Hace veinte años, escribía Raymond Williams: 'Las amables fantasías acerca de dar más y más a todos, para que nunca sea necesario tomar ninguna alternativa, es el canto del cisne de una vieja socialdemocracia. El reparto tendrá que producirse, en algunos casos dentro del aumento de la producción y del tiempo disponible, en otros casos dentro de recursos y disponibilidades en realidad reducidos. No es posible eludir ni posponer mediante la vieja fábula del pastel los profundos problemas políticos del reparto y la participación que, si tienen éxito, puede llevarnos a superar el orden industrial capitalista'. Es cierto. Todo el entramado político de las sociedades modernas se ha basado en una confianza que el tiempo se ha encargado de desbaratar: la idea de que estar quietos y cooperar es, a la larga, positivo. Eso ya no se sostiene. El capitalismo globalista es un sistema que exige lealtad absoluta a cambio de ninguna seguridad. Pero ver las barbas del vecino pelar no suele ser suficiente para poner las propias a remojar. La experiencia de la exclusión de otros, incluso si esos otros son tan cercanos (hijos, hermanos, amigos) como para conformar un nosotros, no es suficiente para romper la quietud colaboracionista de quien no sufre el problema en carne propia. Mucho menos si pensamos en amenazas a la dignidad de la vida como son la desnutrición o el hambre, experiencias absolutamente inconmensurables para quien no las sufre. Jon Sobrino iniciaba así uno de sus artículos: 'Quisiera confesar la sensación de impotencia al intentar comunicar una vez más lo que en el mundo de las víctimas es evidente, pero que se hace todo menos evidente en un mundo de abundancia ajeno a ellas'. En efecto, la distancia que media entre el mundo de las víctimas y el mundo de la abundancia se presenta como un abismo insuperable. O, cuando menos, como un abismo cuya superación, posible, exige decisiones y actuaciones que chocan frontalmente con la estructura de nuestros deseos e intereses.

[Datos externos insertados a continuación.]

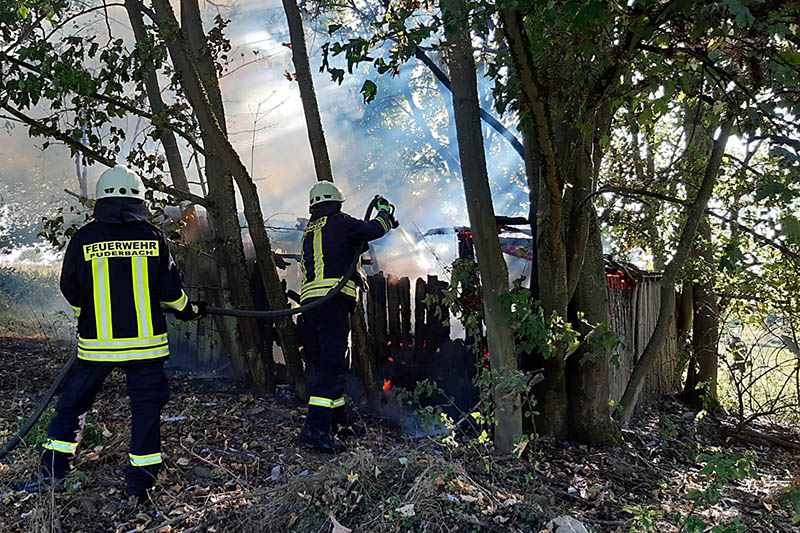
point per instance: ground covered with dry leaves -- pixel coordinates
(233, 464)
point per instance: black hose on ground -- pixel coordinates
(45, 401)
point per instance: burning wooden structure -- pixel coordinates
(407, 340)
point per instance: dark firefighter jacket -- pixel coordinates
(117, 272)
(330, 241)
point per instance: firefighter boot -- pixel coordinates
(345, 424)
(320, 439)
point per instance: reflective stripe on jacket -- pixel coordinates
(116, 276)
(330, 241)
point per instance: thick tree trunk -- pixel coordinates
(316, 135)
(217, 144)
(239, 339)
(166, 136)
(589, 389)
(322, 166)
(701, 382)
(494, 275)
(667, 309)
(551, 393)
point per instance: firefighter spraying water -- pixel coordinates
(117, 272)
(330, 240)
(119, 277)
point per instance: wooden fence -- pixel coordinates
(397, 316)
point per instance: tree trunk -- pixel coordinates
(494, 274)
(551, 393)
(667, 309)
(588, 378)
(701, 382)
(217, 144)
(316, 135)
(166, 136)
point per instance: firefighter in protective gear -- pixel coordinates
(116, 275)
(330, 241)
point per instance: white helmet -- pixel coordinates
(324, 191)
(119, 182)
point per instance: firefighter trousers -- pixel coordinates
(327, 339)
(148, 391)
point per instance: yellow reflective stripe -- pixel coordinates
(325, 284)
(141, 296)
(383, 223)
(178, 304)
(319, 261)
(112, 354)
(319, 293)
(118, 359)
(132, 342)
(145, 460)
(61, 446)
(102, 298)
(319, 401)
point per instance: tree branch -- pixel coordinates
(485, 115)
(696, 211)
(632, 192)
(39, 128)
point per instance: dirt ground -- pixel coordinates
(233, 464)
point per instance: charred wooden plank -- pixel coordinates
(404, 295)
(377, 316)
(393, 309)
(363, 355)
(438, 317)
(420, 329)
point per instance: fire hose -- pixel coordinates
(48, 397)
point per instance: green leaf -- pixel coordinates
(790, 226)
(369, 90)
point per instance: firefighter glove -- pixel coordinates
(382, 204)
(192, 311)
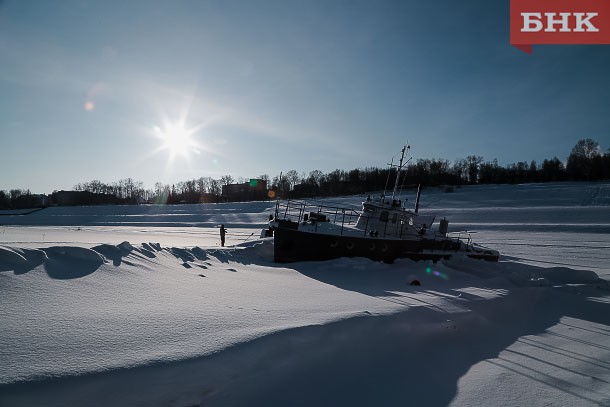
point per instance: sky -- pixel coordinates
(168, 91)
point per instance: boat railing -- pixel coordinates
(300, 211)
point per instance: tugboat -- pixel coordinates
(383, 230)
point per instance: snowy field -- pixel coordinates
(140, 306)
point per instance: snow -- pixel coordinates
(139, 305)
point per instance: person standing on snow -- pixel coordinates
(223, 232)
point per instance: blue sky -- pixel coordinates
(95, 90)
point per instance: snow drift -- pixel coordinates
(90, 319)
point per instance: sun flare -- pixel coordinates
(176, 139)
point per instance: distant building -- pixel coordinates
(253, 190)
(66, 198)
(31, 201)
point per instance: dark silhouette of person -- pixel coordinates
(223, 232)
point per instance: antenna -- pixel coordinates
(388, 179)
(400, 166)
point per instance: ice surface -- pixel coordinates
(123, 305)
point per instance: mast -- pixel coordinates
(399, 168)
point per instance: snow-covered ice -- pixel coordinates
(139, 305)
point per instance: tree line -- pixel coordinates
(586, 162)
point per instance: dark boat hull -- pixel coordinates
(292, 245)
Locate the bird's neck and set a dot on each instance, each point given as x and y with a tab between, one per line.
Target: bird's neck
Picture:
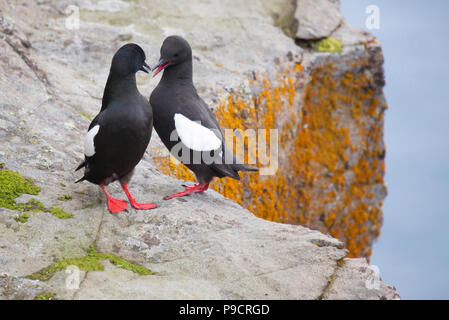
178	73
117	87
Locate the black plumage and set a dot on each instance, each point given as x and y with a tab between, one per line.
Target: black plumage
119	135
176	94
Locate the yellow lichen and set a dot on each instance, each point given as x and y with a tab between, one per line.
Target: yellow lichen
325	179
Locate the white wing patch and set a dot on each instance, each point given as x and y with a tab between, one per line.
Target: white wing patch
89	147
194	135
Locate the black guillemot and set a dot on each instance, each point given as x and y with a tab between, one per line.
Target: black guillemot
119	135
185	123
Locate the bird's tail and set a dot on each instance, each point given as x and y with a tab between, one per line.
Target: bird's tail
80	180
244	167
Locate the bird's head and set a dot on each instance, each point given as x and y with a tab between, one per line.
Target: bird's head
175	50
128	60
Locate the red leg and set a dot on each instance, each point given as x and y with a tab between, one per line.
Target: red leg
197	188
134	203
114	205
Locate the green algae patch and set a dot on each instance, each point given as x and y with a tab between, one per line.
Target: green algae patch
32	205
46	296
66	197
329	44
60	213
90	262
22	218
13	185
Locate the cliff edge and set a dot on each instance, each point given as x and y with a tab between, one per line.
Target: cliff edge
57	240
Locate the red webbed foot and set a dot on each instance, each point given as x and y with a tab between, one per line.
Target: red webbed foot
117	205
114	205
197	188
134	203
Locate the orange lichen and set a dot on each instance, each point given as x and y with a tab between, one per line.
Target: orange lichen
330	152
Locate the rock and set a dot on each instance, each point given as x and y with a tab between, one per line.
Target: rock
367	285
316	19
200	247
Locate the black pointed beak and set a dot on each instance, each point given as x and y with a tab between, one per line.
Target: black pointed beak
161	65
144	67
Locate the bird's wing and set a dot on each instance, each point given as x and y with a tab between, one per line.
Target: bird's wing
89	146
196	136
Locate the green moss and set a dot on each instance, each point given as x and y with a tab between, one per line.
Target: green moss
60	213
90	262
329	44
13	185
45	296
66	197
32	205
22	218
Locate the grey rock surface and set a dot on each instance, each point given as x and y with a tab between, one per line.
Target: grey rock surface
201	247
316	19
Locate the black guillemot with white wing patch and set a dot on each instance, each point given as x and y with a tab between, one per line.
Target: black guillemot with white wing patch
185	123
119	135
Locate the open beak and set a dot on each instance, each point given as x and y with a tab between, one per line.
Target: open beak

El proyecto ilustrado es el de la intersubjetividad. La comunidad ética moderna se construye, a partir de la razón, mediante el reconocimiento efectivo de sujetos iguales, competentes y libres, que mediante el ejercicio del diálogo y la persuasión acaban por alcanzar un consenso satisfactorio para todos. Se trata de una intersubjetividad simétrica, formalmente inapelable pero prácticamente inútil y hasta perversa. ¿O es que alguien ha visto alguna vez a las víctimas de nuestro sistema participando en las instancias en las que se planifica el futuro? Frente a esta intersubjetividad simétrica basada en el consenso de intereses, hoy se propone una intersubjetividad asimétrica que persigue una reconciliación entre sujetos desiguales mediante la ruptura del consenso existente, ya que éste consenso se ha logrado al precio de la misma desigualdad que se quiere superar. Las víctimas son la más flagrante manifestación de la insuficiencia del proyecto de universalización liberal; por eso, sólo a partir de ellas puede plantearse un proyecto de sociedad realmente inclusivo.

Peter Glotz lo ha expresado con absoluta lucidez: 'La izquierda debe poner en pie una coalición que apele a la solidaridad del mayor número posible de fuertes con los débiles, en contra de sus propios intereses; para los materialistas estrictos, que consideran que la eficacia de los intereses es mayor que la de los ideales, ésta puede parecer una misión paradójica, pero es la misión que hay que realizar en el presente'.

Creo sinceramente que, más allá del acierto a la hora de expresar sus reivindicaciones, casi siempre pacíficas, los movimientos sociales que se han manifestado en Seattle, Washington, Praga o, más recientemente, en Goteborg son los abanderados de esa coalición de la nueva solidaridad. Su utopía es la misma que está en la base del proyecto moderno (la universalización de los derechos humanos), pero radicalizada desde el lugar de las víctimas. Van por delante. Por eso reciben tiros por la espalda.